Artistic Responses

Scelete Unicornium Verum

Katy Cole

Throughout the Philosophers’ Table project my concern has focused mainly on animal anatomy, taxidermy and skeletons. During a visit to the Tyne and Wear museum archives I found the enormous collection of animal bones was fascinating. I find animals stripped down to their skeletons often remarkably unrecognisable as the creatures they once were.

The Platypus, gifted to the Lit and Phil in 1799 must have seemed a very peculiar creature. At first it was found difficult to believe that it was a real animal as nothing like it had been seen in this country before. (The one previous specimen was a dried skin as opposed to a whole preserved animal). This object provided the starting point for my work.

The direction of the work was also determined by my research into the discovery in the 17th century by German scientist Otto Von Guericke of a ‘unicorn’ skeleton. Fossilised bones were discovered in ‘Unicorn cave’ in central Germany, that Guericke thought to be those of a unicorn. Philosopher Gottfried Wilhelm Liebniz was convinced of their validity and reconstructed the fossil vertebrate in an engraving in his book ‘Protogea’. The bones were later identified as a combination of woolly rhino and mammoth, with the tusk of a Narwhal. At a time when so much of the natural world was a mystery, the notion of the bones being those of the mythical unicorn does seem almost possible, although the image of this strange creature today seems ridiculous.

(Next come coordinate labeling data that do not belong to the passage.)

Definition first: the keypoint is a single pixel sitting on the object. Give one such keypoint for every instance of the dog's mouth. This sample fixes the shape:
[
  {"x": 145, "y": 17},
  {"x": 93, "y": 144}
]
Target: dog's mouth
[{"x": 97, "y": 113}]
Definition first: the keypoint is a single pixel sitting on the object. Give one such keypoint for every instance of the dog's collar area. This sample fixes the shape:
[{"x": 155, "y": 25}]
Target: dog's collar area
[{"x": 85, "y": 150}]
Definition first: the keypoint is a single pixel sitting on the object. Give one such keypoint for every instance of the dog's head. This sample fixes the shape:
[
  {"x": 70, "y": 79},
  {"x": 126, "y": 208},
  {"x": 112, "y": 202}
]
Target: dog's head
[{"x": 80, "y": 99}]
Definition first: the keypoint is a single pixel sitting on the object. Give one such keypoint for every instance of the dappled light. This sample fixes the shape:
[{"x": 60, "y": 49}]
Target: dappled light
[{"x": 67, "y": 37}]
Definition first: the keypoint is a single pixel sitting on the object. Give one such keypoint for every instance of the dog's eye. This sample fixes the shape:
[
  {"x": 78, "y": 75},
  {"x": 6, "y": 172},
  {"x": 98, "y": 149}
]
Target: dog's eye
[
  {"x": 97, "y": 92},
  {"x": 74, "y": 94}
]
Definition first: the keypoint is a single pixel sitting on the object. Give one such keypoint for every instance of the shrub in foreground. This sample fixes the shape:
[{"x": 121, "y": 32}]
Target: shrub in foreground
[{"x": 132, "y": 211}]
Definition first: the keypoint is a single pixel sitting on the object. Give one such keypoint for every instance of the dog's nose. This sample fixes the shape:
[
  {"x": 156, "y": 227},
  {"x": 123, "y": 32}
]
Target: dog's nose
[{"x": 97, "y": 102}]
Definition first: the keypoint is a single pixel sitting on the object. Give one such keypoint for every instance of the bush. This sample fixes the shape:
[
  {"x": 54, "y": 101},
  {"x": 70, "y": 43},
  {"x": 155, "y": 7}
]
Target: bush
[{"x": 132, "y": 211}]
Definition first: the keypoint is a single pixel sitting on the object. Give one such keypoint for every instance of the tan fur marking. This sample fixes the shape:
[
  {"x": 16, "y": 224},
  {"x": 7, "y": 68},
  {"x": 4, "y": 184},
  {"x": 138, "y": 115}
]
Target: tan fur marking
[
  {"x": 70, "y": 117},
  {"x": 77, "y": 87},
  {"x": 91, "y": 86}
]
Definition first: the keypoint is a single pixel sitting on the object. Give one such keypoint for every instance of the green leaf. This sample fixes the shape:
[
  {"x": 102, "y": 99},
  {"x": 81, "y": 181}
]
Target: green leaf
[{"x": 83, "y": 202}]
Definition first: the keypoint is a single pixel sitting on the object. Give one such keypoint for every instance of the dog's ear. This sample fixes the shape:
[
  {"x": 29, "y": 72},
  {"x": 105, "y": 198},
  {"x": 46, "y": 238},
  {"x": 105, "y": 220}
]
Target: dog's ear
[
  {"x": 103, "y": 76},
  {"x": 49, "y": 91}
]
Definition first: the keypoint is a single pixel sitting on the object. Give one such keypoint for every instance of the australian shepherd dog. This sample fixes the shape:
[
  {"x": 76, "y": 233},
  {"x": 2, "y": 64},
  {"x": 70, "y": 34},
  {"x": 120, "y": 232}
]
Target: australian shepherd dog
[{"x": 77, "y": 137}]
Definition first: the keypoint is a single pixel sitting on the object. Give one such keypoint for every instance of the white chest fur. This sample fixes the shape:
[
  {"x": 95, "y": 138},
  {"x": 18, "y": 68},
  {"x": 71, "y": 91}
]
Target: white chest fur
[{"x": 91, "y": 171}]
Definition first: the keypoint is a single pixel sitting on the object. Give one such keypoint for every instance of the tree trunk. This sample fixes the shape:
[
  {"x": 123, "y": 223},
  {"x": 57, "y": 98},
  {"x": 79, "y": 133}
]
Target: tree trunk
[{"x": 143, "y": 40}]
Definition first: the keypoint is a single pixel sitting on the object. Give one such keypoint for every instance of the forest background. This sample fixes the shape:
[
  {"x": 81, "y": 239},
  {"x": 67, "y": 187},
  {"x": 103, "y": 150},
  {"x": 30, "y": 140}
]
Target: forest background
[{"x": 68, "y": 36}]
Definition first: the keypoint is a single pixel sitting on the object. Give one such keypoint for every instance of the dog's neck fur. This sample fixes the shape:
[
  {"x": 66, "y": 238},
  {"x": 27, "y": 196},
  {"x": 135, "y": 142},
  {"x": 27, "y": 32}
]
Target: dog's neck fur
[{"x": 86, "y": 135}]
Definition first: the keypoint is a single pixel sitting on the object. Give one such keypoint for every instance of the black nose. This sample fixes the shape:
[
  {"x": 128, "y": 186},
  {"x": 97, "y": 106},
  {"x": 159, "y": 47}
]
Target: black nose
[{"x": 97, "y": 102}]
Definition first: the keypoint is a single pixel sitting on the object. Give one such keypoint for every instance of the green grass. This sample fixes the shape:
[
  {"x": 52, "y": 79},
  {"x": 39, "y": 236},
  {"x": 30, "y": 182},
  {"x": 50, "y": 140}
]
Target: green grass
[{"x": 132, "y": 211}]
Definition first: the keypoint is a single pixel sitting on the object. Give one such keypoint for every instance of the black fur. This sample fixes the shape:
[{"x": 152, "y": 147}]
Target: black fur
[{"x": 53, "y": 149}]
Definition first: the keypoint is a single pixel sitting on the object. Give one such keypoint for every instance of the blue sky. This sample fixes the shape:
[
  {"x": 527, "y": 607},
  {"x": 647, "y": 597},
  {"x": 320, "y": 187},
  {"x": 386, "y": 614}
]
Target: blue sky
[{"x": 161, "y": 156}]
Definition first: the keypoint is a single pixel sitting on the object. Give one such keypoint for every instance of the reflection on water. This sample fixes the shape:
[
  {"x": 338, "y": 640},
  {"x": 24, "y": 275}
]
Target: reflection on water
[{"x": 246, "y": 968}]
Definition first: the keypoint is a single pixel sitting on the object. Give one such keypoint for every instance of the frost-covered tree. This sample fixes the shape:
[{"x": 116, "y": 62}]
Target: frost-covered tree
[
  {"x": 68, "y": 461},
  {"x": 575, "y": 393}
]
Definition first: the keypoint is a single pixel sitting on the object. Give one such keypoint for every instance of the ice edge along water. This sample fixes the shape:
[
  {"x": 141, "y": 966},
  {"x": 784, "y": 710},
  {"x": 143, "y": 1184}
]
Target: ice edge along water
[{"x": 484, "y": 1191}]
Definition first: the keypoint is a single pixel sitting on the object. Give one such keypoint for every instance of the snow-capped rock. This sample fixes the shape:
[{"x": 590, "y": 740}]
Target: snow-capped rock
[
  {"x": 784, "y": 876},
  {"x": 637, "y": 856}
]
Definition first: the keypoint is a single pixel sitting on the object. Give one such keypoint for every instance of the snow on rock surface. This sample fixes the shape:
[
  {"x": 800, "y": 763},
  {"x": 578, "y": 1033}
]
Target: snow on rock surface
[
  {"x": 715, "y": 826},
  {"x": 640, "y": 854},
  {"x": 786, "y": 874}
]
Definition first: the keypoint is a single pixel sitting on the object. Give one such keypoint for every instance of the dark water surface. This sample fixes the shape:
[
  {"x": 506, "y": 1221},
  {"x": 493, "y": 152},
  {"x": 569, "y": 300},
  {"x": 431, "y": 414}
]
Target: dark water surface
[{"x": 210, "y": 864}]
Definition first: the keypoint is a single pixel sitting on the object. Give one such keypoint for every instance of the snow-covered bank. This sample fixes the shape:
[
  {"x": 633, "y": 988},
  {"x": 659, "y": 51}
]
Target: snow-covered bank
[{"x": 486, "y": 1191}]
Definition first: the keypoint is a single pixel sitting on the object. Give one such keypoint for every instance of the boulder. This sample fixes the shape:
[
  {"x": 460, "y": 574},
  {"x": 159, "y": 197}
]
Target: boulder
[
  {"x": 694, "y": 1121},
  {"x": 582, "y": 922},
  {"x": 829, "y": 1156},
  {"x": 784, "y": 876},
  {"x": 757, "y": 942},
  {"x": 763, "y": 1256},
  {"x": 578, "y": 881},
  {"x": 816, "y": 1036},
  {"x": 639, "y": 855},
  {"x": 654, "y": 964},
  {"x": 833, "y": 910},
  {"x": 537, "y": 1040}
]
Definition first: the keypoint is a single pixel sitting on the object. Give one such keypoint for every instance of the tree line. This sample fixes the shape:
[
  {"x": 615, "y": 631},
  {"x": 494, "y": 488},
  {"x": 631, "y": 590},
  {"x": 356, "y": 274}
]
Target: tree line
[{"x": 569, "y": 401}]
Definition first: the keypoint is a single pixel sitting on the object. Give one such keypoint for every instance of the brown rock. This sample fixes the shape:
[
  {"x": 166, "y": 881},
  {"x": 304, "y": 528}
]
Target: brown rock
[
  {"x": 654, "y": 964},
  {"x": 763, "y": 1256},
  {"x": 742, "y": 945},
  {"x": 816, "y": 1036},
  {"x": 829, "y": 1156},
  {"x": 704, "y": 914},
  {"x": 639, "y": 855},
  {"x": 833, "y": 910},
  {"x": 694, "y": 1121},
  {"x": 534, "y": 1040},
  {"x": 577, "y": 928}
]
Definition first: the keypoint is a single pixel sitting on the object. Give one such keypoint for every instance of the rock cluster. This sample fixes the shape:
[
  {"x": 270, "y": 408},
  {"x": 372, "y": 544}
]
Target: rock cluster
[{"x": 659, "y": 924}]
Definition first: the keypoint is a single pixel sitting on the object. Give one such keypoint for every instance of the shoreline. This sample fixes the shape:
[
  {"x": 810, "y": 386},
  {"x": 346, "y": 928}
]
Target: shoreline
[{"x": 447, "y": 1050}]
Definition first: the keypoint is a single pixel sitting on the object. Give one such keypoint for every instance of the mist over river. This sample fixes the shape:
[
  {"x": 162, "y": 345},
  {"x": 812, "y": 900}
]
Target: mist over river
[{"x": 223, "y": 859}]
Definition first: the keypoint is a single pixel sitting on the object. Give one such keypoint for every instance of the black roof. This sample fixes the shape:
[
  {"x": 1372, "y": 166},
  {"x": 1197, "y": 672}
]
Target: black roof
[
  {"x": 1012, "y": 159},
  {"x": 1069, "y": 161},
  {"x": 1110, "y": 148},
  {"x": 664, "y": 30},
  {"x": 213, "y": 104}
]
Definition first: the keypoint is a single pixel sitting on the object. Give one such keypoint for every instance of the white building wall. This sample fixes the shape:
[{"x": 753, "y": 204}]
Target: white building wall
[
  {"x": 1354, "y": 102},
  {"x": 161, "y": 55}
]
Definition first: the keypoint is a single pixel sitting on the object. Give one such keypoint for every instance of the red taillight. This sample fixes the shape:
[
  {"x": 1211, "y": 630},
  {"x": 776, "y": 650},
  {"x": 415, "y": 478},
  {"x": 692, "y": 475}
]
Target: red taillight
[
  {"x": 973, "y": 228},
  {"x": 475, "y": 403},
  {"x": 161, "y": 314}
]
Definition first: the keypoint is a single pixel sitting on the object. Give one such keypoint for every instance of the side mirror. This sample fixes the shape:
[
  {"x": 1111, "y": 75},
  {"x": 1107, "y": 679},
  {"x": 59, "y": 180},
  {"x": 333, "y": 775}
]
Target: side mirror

My drawings piece together bones from various animals to construct hybrid, fantastical specimens, which although peculiar could almost be real, a newly discovered specimen perhaps. Although we now know so much more about the species that inhabit(ed) our planet it seems entirely possible we could still be making mistakes. For example, new information surfaces regularly, changing what we think we know about extinct, prehistoric creatures and new species are still being discovered.